Bilincimizi güçlendireceğiz


Şimdi bütün bu genel kanıların ardından karnemize bir bakmak gerekirse hiç de iç açıcı şeyler söylemek mümkün değil. Bütün ifade ettiklerime rağmen bugün kimi noktalarda kadına verdiğimiz değer konusunda bilincimizin zayıfladığı bir gerçek. Bu durum bir erkek olarak benim de canımı yakıyor. Neden her yıl kadın cinayetlerinde artış yaşıyoruz? Neden erkek terörü denen bir kavram ortaya çıktı ve silinmiyor? Bakınız 2023 yılında 315 kadın cinayete kurban gitmiş Türkiye’de. Üstelik neden, çoğu özgür bir şekilde kendi hayatına yön vermek istediği için. Bu bir terördür mutlaka önüne geçmemiz, kendimize bir çekidüzen vermemiz gerektiği aşikar. Eski Türk devletlerinden tutun Osmanlı’ya hatta Türkiye Cumhuriyeti Devleti’nin bugünlerine kadar hemen her noktada yeri çok müstesna olan kadınımızı daha farklı şekillerde konuşmak ve başımızın üzerinde tuttuğumuzu göstermek için bilincimizin zayıfladığı yerleri ya güçlendireceğiz ya güçlendireceğiz. Medeni toplum olduğumuzu göstermenin en önemli şartlarından biri hiç şüphesiz budur.

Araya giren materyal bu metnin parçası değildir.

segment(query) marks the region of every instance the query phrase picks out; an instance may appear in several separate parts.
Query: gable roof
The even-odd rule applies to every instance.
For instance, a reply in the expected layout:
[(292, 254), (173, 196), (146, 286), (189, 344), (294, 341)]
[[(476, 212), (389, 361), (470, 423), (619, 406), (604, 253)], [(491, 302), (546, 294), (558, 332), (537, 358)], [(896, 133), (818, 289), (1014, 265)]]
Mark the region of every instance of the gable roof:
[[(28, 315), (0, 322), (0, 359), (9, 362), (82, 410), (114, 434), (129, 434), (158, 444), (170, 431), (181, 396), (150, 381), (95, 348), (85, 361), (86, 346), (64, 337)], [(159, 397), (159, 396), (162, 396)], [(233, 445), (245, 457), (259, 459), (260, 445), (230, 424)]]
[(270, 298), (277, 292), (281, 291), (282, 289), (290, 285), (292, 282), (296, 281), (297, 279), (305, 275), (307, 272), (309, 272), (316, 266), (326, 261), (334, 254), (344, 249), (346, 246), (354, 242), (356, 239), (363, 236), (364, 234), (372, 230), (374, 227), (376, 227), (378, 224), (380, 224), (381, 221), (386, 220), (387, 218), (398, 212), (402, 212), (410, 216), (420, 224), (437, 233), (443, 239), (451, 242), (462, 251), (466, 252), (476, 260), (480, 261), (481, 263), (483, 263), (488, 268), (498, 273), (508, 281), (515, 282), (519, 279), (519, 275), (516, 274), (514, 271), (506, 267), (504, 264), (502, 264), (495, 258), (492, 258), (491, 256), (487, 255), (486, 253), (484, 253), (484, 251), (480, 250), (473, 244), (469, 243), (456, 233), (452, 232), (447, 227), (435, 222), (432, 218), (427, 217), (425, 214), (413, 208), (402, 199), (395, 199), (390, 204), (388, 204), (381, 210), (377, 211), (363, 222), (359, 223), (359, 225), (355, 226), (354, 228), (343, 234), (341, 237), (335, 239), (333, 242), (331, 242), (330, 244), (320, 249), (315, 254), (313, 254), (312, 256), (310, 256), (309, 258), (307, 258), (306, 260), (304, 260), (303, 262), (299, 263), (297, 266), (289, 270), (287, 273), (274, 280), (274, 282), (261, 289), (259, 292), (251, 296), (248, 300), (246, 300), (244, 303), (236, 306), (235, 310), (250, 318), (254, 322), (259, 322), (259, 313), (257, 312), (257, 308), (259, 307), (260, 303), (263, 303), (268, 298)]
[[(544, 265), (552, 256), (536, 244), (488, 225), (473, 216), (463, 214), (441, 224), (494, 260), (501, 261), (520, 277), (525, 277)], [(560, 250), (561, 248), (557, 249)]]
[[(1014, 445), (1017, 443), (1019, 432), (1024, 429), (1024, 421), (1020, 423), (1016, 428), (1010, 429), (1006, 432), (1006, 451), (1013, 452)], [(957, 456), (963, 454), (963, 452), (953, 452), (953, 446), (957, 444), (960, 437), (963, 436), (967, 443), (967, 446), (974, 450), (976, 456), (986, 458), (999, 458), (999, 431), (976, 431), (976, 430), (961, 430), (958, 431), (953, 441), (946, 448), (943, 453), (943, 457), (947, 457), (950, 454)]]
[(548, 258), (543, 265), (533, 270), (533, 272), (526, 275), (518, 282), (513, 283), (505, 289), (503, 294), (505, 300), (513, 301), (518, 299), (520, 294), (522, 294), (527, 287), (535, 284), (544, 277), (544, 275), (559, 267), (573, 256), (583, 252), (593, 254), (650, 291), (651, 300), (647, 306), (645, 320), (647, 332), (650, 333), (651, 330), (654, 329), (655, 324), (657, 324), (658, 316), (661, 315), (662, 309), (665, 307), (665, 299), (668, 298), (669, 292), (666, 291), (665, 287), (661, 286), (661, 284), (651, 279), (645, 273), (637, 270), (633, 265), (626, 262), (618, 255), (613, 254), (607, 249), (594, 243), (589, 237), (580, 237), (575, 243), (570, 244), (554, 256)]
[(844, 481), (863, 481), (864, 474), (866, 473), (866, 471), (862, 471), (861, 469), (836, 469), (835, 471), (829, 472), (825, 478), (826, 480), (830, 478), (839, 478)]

Hukuktaki caydırıcılık artmalı


Toplum olarak kadınımıza verdiğimiz güçlendirmekte yapmamız gereken olduğu gibi devletin de üzerine düşenleri yapmakta daha kararlı olması gerekiyor. Mesela hukukta caydırıcılık noktasında neler yapıyoruz? KADES gibi önemli bir uygulama var ancak her seferinde söylediğim şu iyi hal indirimini başta kadın cinayetleri olmak üzere pek çok alanda kaldırmayı düşünmemiz gerekiyor. Dernekler bilinci artırmak için daha aktif çalışmalar yapmalı. Ben artık Münevver Karabulut, Özgecan Aslan, Şule Çet, Helin Palandöken, Emine Bulut gibi örnekleri her seferinde konuşmak istemiyorum. Kadınlarımızı iyilik ve güzelliklerle daha çok anmayı istiyorum. Unutmayın sadece 8 Mart olarak kabul ettiğimiz bir gün değil her gün kadınlar günüdür. Ve yine Gazi Mustafa Kemal Atatürk’ün sözüyle bitirelim “Milletimiz güçlü bir millet olmaya azmetmiştir. Bunun gereklerinden biri de kadınlarımızın her konuda yükselmelerini sağlamaktır” Günümüz kutlu olsun.